La Diagnosi

06.01.2023

Pur essendo la psicoanalisi una cura che muove a partire da un sintomo - da quel "qualcosa che non va" e che porta un paziente a chiedere un aiuto - non necessita essa, per procedere, di alcuna formulazione diagnostica, in quanto, in analisi, non si tratta di definire, classificare, inquadrare quel sintomo in una categoria psicopatologica predefinita, bensì di comprenderne le ragioni, attraverso una interrogazione soggettiva che attiene al "cosa vuol dire?'" quel sintomo di cui il paziente soffre, e non al "cosa è?"

Al contrario di quanto avviene in Medicina, dove la cura corretta può essere stabilita solo a partire da una corretta diagnosi, cura che tanto più può essere mirata quanto più la diagnosi è stata precisa, in psicoanalisi la diagnosi è piuttosto una conseguenza dell'atto terapeutico, dell'atto analitico, poiché, se la diagnosi significa - come ci dice l'etimologia del termine - "dia-gnosis" (conoscere-tra), allora il procedimento psicoanalitico - che si avvale di quel conoscere tra le righe di ciò che il paziente dice e che è l'interpretazione - è pratica curativa e diagnostica nello stesso tempo, dove il momento diagnostico è però continuamente messo in discussione dalla trama attraverso cui il paziente intesse il proprio discorso.

La diagnosi in ambito psi è in effetti sempre predittiva non di quello che il paziente è o ha, ma di quello che un altro ha stabilito che il paziente sia o abbia.
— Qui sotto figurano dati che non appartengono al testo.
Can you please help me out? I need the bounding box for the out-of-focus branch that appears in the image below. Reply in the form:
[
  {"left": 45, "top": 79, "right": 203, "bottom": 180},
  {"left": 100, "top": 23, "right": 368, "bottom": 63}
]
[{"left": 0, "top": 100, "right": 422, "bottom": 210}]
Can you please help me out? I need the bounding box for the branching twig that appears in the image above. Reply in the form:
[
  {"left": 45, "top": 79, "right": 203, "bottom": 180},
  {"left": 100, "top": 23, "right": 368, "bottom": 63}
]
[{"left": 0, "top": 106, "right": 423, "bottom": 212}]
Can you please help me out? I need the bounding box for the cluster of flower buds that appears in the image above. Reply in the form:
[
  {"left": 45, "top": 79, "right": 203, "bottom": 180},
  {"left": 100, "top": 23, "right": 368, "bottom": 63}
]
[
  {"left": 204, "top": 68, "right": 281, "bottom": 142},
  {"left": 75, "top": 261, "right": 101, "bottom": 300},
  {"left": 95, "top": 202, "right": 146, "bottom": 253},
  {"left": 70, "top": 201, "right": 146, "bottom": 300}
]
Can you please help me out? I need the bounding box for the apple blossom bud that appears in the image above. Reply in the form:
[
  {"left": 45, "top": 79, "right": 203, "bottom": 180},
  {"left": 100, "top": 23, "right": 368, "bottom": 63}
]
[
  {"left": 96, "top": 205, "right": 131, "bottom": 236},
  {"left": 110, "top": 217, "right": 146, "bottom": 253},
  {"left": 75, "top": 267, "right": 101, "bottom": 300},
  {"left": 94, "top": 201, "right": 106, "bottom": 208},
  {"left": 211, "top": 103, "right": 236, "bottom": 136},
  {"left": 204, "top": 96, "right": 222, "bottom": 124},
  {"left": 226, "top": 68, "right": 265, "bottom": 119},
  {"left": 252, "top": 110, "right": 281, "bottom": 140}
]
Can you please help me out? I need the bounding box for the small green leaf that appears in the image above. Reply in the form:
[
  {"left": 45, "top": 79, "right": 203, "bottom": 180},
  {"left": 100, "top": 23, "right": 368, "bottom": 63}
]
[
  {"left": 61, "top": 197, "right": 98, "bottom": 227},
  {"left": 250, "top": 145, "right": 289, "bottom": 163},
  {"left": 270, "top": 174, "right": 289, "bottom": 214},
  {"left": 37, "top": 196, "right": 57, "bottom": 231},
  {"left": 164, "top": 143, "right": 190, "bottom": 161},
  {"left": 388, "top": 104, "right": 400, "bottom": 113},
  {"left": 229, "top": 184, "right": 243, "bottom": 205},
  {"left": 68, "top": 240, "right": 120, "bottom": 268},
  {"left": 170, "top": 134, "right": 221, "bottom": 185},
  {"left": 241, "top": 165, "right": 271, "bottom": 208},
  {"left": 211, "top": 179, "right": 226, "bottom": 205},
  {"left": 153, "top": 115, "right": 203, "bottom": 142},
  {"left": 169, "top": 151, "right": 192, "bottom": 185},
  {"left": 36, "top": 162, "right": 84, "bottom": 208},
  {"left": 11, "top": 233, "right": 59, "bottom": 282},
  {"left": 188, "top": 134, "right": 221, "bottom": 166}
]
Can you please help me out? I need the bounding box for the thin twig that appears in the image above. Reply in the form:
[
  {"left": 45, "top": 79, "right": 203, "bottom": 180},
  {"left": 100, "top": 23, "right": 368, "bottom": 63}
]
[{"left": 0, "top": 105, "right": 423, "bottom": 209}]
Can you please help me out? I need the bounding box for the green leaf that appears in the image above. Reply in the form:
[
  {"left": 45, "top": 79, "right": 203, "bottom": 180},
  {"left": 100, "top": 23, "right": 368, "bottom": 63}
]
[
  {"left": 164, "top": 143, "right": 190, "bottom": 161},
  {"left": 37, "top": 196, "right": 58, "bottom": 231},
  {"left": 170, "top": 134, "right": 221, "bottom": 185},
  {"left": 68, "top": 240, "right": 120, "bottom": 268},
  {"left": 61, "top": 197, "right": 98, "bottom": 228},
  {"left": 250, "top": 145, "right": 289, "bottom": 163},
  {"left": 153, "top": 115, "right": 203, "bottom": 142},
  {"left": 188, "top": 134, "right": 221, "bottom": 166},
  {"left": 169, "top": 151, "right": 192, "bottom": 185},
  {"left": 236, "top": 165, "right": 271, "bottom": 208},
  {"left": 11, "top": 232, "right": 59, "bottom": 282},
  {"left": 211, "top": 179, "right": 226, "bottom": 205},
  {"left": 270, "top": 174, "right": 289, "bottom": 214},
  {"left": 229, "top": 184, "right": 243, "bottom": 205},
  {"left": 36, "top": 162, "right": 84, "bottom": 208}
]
Un altro che non è neanche detto che sia un dottore, un altro che può essere anche un genitore, un partner, un amico, un prete, ecc. "Mi sembra che tu sia depresso", "dottore mio figlio è ansioso" non sono altro che formulazioni diagnostiche che definiscono, stigmatizzano, classificano il soggetto a a partire dai suoi sintomi. La psichiatria non fa niente di diverso. La diagnosi psichiatrica è il discorso dell'altro che promuove l'identificazione del paziente con la "malattia" che gli si suppone

La psicoanalisi invece richiede che tale identificazione venga messa da parte affinché sia il paziente, e solo il paziente, non l'Altro, non il dottore, il genitore, il partner, a dire quello che il paziente abbia che non vada bene.

Per questo l'analista dice al paziente "parli!", proponendo in tal modo il metodo delle libere associazioni, la sola via per una "dia-gnosis" che sia in rapporto con la verità soggettiva e non con quella prestabilita dalla Scienza.

Perché il sintomo psicoanalitico vuol dire sempre qualcosa che è dell'ordine del discorso del soggetto e non dell'Altro. Utilizzarlo per farne il segno di una malattia prestabilita significa spossessare il paziente del suo discorso.

"Il sintomo è un discorso, per questo lo ascoltiamo" ricorda Lacan, lo ascoltiamo, non lo "inquadriamo". Il sintomo è ciò che "causa" il paziente nel discorso che rivolge all'analista.

Dovremmo allora tener presente che quando, come "dottori", comunichiamo una diagnosi al nostro paziente, non gli stiamo dando soltanto una informazione più o meno azzeccata sul suo stato di salute, ma gli trasmettiamo anche un nuovo significante sul piano dell'essere, una suggestione di identificazione che non lo lascerà più, neanche a guarigione avvenuta.

Come "dottori", bdobbiamo stare molto attenti quando comunichiamo una diagnosi ad un paziente: dobbiamo saper bene-dire, in quanto una diagnosi, più che la lettura di qualcosa che è già nel corpo, è la scrittura di qualcosa di nuovo nel corpo.